Contoh penerapan kategori itu misalnya, ketika pengenalan wajah maupun penilaian sosial berbasis AI tak dapat diterima, 2 aktivitas itu dilarang di Uni Eropa. Demikian pula pemanfaatan di area pendidikan, seleksi tenaga kerja, imigrasi, peradilan, penegakan hukum yang berisiko tinggi, mengharuskan adanya prosedur penilaian kesesuaian dan diperlukannya penilaian tambahan. AI tak boleh jadi satu-satunya penentu.

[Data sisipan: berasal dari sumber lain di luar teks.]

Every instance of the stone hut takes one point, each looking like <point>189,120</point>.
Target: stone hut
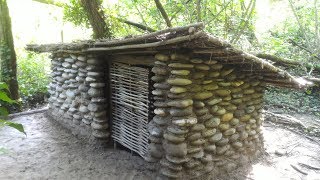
<point>180,98</point>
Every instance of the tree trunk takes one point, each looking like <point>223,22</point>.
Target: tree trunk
<point>8,60</point>
<point>96,18</point>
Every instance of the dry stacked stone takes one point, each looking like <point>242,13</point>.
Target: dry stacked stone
<point>77,94</point>
<point>208,117</point>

Dari seluruhnya, risiko AI itu tampak masih dipahami sebatas implikasi hukum yang merugikan. Kerugian dari pelanggaran hukum, oleh AI. Karenanya sifatnya sebatas kerugian yang dapat didefinisikan. Lalu bagaimana dengan kerugian yang timbul seperti ilustrasi di area layanan kesehatan di atas? Penilaiannya bisa salah. Artinya, aturan berdasarkan risiko pemanfaatan AI belum terdefinisi seluruhnya. Juga, risiko itu tak selalu mutlak. Tergantung konteks saat AI diterapkan. Hanya mempertimbangkan risiko yang terdefinisi, tak memenuhi keperluan melindungi penggunanya. 

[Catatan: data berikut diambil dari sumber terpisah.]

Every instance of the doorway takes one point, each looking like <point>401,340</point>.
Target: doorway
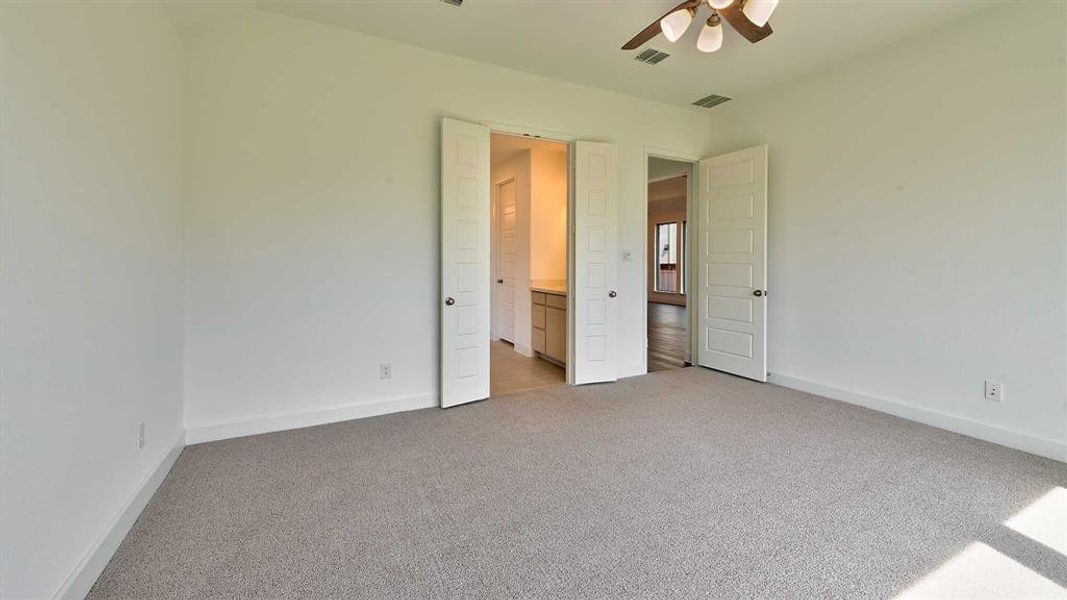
<point>668,263</point>
<point>528,230</point>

Namun apa dan bagaimana etika yang menyangkut risiko ini dipertimbangkan, merupakan langkah yang diperlukan. Tanpa etika --menerapkan AI tanpa batas-- sama artinya membiarkan adanya kekuatan yang berlaku absolut. Akibat yang timbul, lepas dari pertimbangan. Tentu tak diharapkan pemanfaatan AI yang membawa kerugian. Semuanya harus disiapkan sebelum keadaan sulit dibenahi. Juga di Indonesia, bagaimana kesiapan pemanfaatan yang minim risikonya?